EMO-LLaMA: Enhancing Facial Emotion Understanding with Instruction Tuning

Facial expression recognition (FER) is an important research topic in emotional artificial intelligence. In recent decades, researchers have made remarkable progress.
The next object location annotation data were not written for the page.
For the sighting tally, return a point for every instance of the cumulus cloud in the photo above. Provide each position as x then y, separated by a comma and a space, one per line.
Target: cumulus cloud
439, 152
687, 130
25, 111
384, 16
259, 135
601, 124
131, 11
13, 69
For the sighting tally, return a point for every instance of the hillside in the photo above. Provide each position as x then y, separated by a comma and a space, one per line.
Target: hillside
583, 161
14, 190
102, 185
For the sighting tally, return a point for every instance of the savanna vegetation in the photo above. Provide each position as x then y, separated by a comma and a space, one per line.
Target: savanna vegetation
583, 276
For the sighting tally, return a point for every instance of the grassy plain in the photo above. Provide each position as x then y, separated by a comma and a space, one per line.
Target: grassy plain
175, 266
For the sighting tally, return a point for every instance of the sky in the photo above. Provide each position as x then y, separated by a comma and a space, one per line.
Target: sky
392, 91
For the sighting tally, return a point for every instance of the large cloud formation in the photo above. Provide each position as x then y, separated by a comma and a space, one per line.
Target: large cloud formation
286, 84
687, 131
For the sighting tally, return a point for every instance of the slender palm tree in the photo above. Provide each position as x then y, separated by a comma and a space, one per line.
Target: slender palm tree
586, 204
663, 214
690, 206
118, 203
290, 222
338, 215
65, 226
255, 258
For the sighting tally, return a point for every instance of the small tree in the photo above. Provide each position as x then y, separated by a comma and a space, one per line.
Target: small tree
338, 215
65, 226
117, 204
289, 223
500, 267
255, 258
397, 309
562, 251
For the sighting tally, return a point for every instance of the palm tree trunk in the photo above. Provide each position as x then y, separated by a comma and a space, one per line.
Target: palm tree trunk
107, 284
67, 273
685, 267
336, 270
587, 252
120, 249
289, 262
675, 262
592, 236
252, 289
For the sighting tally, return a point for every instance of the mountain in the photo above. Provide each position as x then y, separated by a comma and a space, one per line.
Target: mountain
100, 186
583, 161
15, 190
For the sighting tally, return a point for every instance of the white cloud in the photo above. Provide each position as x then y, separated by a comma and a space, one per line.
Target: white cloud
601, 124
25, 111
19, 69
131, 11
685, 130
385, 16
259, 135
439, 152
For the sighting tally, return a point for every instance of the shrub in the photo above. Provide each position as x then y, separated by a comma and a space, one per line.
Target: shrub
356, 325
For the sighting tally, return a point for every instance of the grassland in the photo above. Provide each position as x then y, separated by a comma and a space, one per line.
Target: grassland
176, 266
However, current FER paradigms face challenges in generalization, lack semantic information aligned with natural language, and struggle to process both images and videos within a unified framework, making their application in multimodal emotion understanding and human-computer interaction difficult. Multimodal Large Language Models (MLLMs) have recently achieved success, offering advantages in addressing these issues and potentially overcoming the limitations of current FER paradigms. However, directly applying pre-trained MLLMs to FER still faces several challenges. Our zero-shot evaluations of existing open-source MLLMs on FER indicate a significant performance gap compared to GPT-4V and current supervised state-of-the-art (SOTA) methods. In this paper, we aim to enhance MLLMs' capabilities in understanding facial expressions. We first generate instruction data for five FER datasets with Gemini. We then propose a novel MLLM, named EMO-LLaMA, which incorporates facial priors from a pretrained facial analysis network to enhance human facial information. Specifically, we design a Face Info Mining module to extract both global and local facial information. Additionally, we utilize a handcrafted prompt to introduce age-gender-race attributes, considering the emotional differences across different human groups. Extensive experiments show that EMO-LLaMA achieves SOTA-comparable or competitive results across both static and dynamic FER datasets. The instruction dataset and code are available at https://github.com/xxtars/EMO-LLaMA.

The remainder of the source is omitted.